書痙は森田療法の世界では普通神経質の一つとされ、古くは山野井房一郎さん(660話)の治療例がある。山野井さんは対人恐怖と書痙のため仕事ができなくなり、森田先生のところで入院治療を受けた。自分では治ったように思えず、会社を辞めて田舎に帰ろうかと思っていたが、森田先生から背中を押されてビクビクハラハラのまま会社に出てみると、重役の前で思ったことがスラスラ言えて、書痙もだんだんに良くなっていったという。私が浜松医大を卒業して研修医になったばかりの頃、書痙のため入院していた50歳位の男性がいた。非常に生真面目で完全欲が強い人で、森田グループのリーダーをやっていた。

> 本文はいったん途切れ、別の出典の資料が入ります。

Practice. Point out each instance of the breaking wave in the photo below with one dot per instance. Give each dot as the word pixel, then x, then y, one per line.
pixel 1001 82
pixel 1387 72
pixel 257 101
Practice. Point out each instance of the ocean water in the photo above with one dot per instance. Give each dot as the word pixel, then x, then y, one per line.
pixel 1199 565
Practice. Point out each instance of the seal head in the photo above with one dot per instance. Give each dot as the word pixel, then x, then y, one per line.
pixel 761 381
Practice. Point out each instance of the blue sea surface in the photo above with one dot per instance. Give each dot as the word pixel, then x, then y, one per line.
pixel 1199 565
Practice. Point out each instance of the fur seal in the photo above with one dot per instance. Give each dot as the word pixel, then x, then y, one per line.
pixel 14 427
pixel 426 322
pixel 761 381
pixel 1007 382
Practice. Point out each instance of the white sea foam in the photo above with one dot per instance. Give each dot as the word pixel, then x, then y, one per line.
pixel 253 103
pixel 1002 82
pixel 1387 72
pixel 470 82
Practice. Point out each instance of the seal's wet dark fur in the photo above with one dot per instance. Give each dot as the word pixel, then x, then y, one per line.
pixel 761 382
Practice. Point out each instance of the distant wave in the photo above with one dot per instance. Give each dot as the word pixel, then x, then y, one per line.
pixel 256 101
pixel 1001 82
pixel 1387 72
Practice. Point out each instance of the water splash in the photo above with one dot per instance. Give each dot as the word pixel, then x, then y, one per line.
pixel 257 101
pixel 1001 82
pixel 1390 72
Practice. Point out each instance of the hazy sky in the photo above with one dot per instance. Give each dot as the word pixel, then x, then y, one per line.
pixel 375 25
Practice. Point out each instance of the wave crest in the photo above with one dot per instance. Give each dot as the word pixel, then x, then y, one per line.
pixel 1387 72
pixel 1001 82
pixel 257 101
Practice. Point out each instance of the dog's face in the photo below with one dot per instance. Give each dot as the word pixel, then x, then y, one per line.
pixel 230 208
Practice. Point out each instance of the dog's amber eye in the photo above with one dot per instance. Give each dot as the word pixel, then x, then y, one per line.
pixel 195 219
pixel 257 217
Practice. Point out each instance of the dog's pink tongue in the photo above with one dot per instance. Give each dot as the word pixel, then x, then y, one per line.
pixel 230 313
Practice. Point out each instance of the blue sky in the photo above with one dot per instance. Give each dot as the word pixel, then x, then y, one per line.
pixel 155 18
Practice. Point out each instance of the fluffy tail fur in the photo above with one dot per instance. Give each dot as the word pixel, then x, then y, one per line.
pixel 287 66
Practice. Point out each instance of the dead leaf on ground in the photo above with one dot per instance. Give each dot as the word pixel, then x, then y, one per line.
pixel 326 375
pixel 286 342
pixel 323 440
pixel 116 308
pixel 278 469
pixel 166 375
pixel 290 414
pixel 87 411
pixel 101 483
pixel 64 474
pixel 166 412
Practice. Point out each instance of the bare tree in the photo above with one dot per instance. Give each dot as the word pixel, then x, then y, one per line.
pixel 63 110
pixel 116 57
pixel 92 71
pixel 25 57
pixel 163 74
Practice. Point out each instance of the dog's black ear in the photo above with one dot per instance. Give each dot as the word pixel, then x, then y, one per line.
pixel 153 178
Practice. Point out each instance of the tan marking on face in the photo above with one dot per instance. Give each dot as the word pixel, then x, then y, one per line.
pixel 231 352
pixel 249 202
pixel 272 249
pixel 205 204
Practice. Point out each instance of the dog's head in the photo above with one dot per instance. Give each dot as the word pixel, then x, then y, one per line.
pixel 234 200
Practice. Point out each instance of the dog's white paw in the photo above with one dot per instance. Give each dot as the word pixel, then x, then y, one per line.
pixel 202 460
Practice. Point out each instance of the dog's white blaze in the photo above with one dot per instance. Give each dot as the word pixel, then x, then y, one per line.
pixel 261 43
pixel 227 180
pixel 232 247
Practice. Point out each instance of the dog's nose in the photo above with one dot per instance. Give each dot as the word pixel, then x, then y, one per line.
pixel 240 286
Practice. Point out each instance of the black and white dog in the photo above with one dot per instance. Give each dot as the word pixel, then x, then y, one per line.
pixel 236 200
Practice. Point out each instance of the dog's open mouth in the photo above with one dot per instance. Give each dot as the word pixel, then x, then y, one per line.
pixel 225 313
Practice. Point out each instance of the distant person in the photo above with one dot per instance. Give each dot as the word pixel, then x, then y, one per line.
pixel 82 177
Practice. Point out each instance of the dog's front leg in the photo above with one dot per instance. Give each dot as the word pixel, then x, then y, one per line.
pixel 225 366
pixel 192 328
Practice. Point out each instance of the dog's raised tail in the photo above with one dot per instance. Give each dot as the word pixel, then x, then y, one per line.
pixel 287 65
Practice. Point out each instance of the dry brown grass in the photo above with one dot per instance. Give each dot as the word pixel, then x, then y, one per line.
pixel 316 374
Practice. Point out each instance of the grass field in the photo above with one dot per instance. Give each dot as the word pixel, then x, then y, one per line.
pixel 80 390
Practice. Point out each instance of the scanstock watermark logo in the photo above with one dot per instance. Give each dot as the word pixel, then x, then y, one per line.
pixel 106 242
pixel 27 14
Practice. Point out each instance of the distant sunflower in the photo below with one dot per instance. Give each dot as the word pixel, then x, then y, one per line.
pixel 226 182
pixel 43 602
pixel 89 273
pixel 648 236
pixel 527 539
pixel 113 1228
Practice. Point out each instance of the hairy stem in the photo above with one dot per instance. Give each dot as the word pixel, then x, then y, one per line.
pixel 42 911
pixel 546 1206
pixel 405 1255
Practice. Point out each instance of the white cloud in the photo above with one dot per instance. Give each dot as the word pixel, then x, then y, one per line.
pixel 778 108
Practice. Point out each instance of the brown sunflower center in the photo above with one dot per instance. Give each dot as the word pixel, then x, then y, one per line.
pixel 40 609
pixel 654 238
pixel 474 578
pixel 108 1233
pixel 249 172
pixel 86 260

少し良くなった位では満足できず、入院期間が長くなっていた。バイオ・フィードバックも並行して行ったが、結果は軽度改善に留まった。その後は書痙を主訴に森田療法を受けるという人にお目にかかったことはなく、この人だけである。最近はピアニストやドラマーなど音楽家のジストニアが話題になることがあるので、次回で述べたい。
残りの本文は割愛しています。